Richard, drunk with joy, hugged his wife’s arm as the poor man hugs his bread, as the drowning man clings to his plank; he stopped at every step to look at her, to question the lowest depths of her eyes. “Why do you tremble so? why are your hands and lips cold? My unexpected return may well have startled you, but that is all over now. Isn’t it rather the horror, the shock of this death?”
“Oh! no,” she replied, in a tone of such sincerity that it could not be mistaken.
But he insisted: “Come, you must tell me; I can listen to anything now.”
“He has been dead to me a long while, as you know. No, Richard, it isn’t that.”
“What is it, then? Aren’t you happy to see me? And yet your letters have been so affectionate!”

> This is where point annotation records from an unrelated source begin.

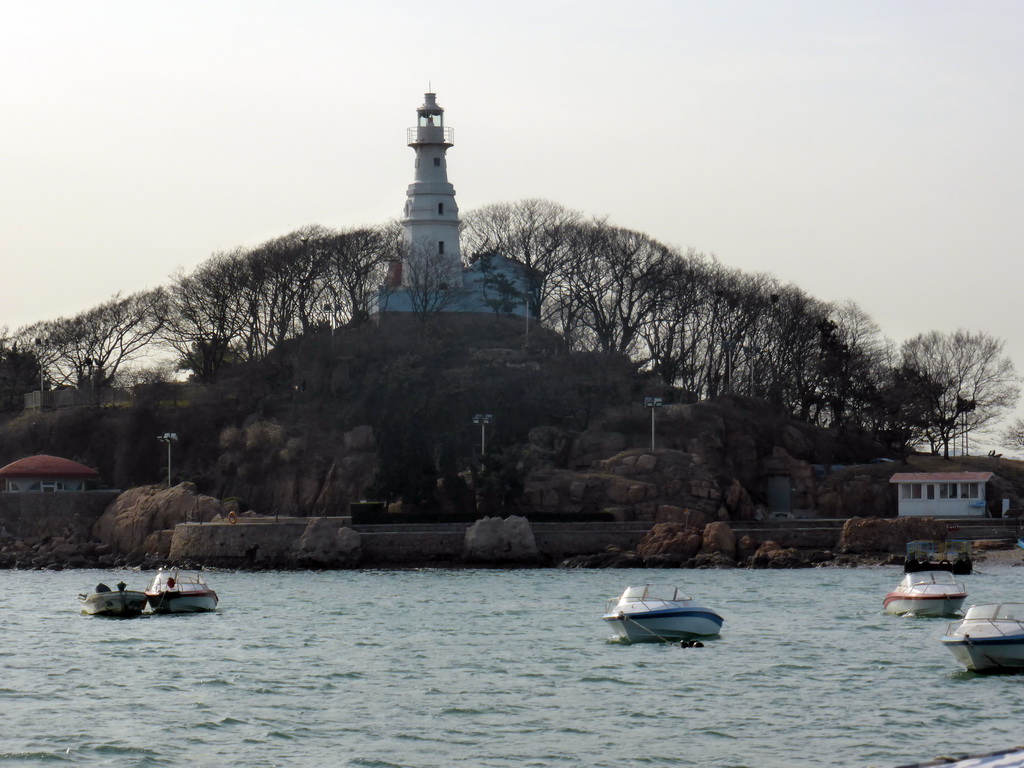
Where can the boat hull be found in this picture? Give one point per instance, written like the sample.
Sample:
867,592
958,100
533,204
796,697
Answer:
665,625
120,604
988,654
924,605
173,602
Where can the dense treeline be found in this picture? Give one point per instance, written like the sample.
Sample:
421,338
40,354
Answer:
700,328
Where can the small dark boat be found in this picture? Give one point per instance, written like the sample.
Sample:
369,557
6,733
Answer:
105,602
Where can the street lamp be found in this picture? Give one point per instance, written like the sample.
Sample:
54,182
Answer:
483,420
39,357
652,403
730,346
168,437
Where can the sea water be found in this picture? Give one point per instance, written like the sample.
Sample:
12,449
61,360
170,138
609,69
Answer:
510,669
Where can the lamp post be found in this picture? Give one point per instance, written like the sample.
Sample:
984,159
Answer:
652,403
730,346
39,357
168,437
483,420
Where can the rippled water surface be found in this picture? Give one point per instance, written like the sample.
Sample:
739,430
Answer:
492,668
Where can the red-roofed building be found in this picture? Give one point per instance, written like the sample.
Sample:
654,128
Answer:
45,473
941,494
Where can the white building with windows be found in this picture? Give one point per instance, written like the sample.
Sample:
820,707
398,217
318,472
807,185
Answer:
942,494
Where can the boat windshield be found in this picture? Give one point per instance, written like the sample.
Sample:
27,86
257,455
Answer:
1010,611
928,577
654,592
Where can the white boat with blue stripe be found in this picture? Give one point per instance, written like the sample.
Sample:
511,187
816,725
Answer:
990,638
659,613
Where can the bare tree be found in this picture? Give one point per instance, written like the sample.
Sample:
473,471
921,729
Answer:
356,261
531,231
88,348
977,384
614,284
206,315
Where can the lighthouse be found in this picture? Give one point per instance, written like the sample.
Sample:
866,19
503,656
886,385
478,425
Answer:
430,278
430,220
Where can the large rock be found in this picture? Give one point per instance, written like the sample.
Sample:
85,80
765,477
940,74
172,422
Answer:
719,538
676,539
494,540
324,545
132,517
872,535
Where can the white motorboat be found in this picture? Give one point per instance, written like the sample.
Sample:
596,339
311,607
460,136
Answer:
989,638
105,602
927,593
180,592
658,612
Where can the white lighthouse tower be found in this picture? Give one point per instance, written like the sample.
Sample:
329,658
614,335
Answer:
431,216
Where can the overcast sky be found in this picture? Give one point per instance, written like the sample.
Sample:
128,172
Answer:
869,151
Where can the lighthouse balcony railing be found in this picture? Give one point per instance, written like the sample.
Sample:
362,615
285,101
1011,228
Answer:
430,134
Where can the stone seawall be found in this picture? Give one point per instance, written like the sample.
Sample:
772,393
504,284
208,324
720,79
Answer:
266,541
270,542
33,515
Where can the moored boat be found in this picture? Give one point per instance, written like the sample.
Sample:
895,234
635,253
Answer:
926,593
989,638
659,612
105,602
176,591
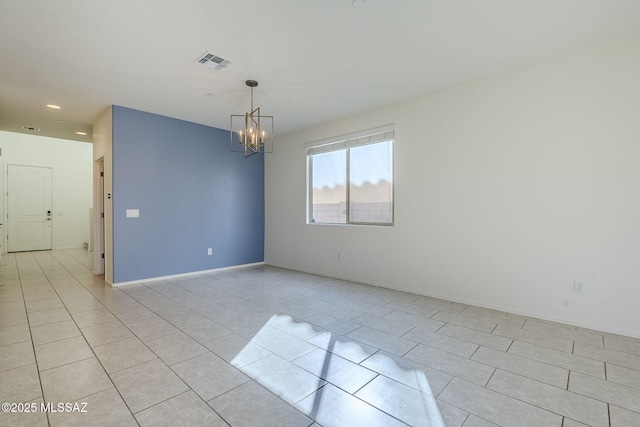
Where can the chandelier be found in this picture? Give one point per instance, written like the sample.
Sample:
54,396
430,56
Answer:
251,132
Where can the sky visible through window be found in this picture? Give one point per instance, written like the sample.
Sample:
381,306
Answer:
369,163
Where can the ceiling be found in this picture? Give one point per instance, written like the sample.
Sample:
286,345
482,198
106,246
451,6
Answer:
315,60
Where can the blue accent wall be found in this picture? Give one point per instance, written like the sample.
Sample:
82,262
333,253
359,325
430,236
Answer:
192,194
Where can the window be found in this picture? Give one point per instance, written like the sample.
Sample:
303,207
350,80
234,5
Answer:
351,179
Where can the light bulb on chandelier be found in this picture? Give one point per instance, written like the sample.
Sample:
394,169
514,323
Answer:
254,134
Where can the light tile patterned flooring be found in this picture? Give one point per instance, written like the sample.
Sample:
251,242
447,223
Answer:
265,346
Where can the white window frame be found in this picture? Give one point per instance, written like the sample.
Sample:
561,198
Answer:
345,142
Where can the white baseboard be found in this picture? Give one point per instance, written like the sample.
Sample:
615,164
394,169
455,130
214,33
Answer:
175,276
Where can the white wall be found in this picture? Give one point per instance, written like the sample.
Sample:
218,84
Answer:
102,150
506,191
71,187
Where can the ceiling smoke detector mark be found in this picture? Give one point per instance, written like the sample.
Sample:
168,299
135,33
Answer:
212,61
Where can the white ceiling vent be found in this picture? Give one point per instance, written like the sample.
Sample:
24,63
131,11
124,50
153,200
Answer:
212,61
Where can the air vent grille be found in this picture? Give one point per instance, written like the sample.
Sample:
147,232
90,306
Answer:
212,61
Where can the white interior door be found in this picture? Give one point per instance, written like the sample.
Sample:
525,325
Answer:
28,208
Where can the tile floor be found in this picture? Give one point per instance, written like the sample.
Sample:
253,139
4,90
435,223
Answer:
265,346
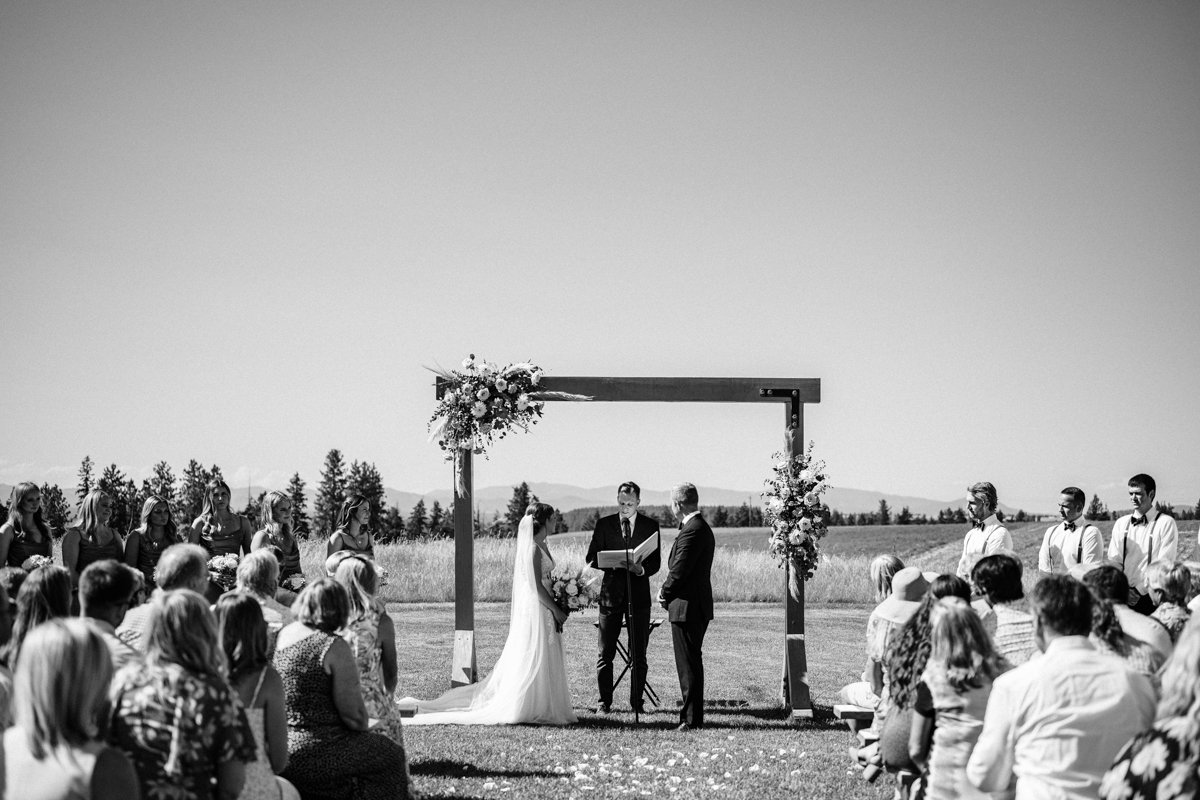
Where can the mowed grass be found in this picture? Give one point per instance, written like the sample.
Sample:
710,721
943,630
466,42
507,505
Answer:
749,750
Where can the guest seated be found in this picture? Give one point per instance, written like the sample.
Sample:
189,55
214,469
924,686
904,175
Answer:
1164,762
1055,723
258,576
173,714
55,749
881,571
997,579
106,590
1151,643
330,751
45,595
243,635
1170,583
181,566
963,663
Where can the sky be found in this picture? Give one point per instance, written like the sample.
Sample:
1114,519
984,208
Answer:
240,232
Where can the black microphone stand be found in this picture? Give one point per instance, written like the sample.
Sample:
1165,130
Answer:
629,626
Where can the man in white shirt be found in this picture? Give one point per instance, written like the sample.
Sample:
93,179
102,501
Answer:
1140,539
1073,541
1055,723
987,535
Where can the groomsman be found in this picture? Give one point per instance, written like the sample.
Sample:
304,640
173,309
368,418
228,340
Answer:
688,596
987,535
1140,539
627,528
1073,541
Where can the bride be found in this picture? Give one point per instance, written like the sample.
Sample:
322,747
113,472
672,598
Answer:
528,683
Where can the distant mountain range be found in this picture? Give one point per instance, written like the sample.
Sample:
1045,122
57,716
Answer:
565,497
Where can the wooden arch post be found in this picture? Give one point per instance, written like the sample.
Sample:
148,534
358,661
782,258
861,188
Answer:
792,392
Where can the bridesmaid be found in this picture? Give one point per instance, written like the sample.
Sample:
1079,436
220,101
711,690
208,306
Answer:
25,533
90,539
147,542
352,533
219,530
277,531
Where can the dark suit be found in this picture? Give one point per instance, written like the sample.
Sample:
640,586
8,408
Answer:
607,536
688,595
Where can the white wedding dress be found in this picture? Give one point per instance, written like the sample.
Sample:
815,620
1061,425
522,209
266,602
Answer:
528,683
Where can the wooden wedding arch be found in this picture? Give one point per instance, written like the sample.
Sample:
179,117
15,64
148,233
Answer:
792,392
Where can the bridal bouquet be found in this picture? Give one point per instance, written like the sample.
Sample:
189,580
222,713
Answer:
795,511
573,590
223,571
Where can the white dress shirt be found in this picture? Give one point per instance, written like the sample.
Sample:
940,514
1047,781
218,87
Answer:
1135,547
993,539
1062,549
1056,723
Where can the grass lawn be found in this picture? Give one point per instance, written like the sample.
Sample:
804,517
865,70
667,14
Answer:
750,750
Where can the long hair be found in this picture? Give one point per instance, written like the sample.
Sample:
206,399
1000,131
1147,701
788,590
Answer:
45,595
88,522
18,495
241,631
361,581
183,631
1181,681
961,645
208,511
148,509
60,689
270,522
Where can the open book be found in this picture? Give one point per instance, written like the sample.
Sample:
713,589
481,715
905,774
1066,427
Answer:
612,559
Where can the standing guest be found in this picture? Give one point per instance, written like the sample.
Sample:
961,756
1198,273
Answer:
372,639
241,631
173,714
277,531
624,530
963,663
90,539
45,595
1164,762
1073,541
1108,584
106,591
219,530
181,566
258,576
55,749
862,693
987,534
147,542
1140,539
688,596
330,749
352,533
1055,723
25,534
999,581
1169,588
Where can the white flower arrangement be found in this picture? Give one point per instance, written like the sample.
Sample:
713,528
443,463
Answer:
795,511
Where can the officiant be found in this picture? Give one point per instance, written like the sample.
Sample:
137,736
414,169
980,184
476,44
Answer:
624,530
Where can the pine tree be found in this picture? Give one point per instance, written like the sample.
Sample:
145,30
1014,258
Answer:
85,481
330,494
299,506
55,509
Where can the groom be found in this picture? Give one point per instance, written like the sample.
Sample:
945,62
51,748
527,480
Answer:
688,596
627,528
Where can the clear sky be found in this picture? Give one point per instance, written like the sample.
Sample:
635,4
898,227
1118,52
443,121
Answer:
237,232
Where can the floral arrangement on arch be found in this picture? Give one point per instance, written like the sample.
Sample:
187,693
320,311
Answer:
795,511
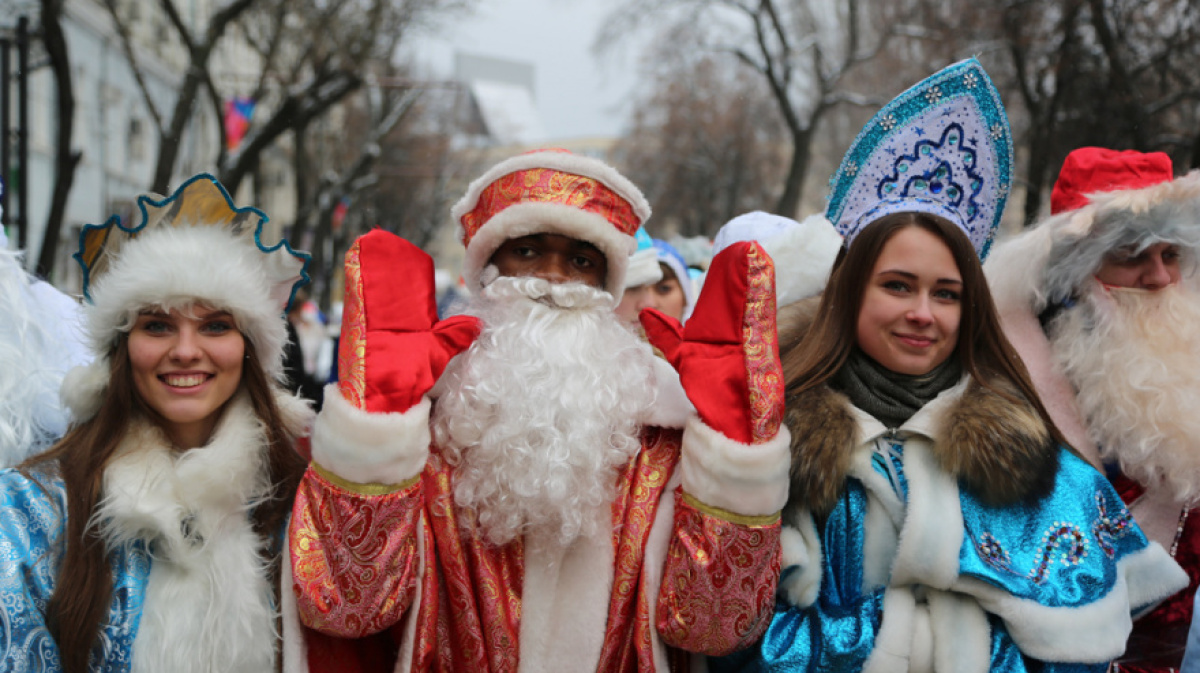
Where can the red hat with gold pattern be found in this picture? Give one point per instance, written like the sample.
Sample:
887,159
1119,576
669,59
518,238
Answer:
551,192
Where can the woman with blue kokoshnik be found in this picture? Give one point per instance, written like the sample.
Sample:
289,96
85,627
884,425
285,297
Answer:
936,520
150,538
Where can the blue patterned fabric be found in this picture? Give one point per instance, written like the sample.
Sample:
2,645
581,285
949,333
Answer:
33,520
1062,551
943,146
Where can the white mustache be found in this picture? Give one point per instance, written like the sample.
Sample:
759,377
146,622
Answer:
558,295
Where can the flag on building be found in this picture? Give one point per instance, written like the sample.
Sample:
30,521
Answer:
239,110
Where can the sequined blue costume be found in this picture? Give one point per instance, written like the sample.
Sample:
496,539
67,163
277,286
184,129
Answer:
955,583
33,521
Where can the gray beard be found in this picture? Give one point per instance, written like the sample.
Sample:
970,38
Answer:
541,412
1133,361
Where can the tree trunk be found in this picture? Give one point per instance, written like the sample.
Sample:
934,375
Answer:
65,160
793,185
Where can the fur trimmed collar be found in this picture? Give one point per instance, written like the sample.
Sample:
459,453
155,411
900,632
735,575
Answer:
208,602
993,442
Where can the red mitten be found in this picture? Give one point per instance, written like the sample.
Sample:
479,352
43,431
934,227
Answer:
727,355
393,347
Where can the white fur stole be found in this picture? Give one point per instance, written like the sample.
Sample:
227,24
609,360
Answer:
208,604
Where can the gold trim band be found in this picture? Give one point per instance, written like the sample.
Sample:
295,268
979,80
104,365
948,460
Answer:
732,517
361,488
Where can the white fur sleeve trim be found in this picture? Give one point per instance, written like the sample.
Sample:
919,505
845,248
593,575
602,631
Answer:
801,577
1092,632
671,407
745,479
371,448
928,551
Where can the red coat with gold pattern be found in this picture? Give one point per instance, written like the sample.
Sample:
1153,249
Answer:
388,577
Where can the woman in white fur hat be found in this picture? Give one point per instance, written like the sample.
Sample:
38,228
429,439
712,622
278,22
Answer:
150,536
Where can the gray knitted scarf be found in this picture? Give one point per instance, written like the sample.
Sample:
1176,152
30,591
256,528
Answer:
891,397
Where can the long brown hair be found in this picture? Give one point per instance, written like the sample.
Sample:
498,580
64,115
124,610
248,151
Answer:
84,586
983,349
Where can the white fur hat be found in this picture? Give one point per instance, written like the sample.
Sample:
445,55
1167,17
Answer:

“I am more affectionate than they, my Richard, and very happy to be with you. Oh! very, very, — I swear.”
Shuddering more and more, she pressed close to him, with a concentration of her whole being, her lips mute, but trembling with a revelation or a question she dared not utter. And Richard formed all sorts of conjectures while talking of the indifferent things which are the first bond between hearts that have long been separated. At times his eyes flashed with a stormy light, little in keeping with the commonplace character of their conversation. Sinister suspicions, which he tried in vain to banish, haunted him as well, and ere long he was watching his wife with the horrified, fearful expression with which her eyes sought his.
Delcrous, the magistrate, walking in front with Mme. Fénigan, was delirious with joy on learning that Élise was ready to consent. He fancied himself on the eve of being married, thought about giving away his cats and his parrot, the whole of his bachelor’s family, and consulted Richard’s mother as to his future abode and the choice of witnesses. “Except for the distressing occurrence of this morning, I might have asked my illustrious friend, the Duc d’Alcantara.”
Mme. Fénigan’s contracted eyebrows warned him not to continue.
“You forget, Monsieur, that between Grosbourg and Uzelles there can be nothing in common. God knows that I wish them no ill after the blow that has come upon them, but we have been so unhappy through those people.”
“Forgive my awkwardness, Madame,” said Delcrous, with great earnestness; “it is due to my overflowing happiness.”
The stern eyebrows remained wrinkled. That word, “happiness,” seemed to them untimely, in such close proximity to that other mother across the river, whose son they were bringing home to her on the unwieldy dead-wagon. Luckily, their conversation was interrupted by the announcement that the examining magistrate was wanted at Grosbourg. Alexandre had come in the tilbury to fetch him, and was waiting on the road. Lydie’s emotion increased visibly at that news; and while the magistrate was making his excuses to his hosts, Richard wondered if she were not going to faint in his arms.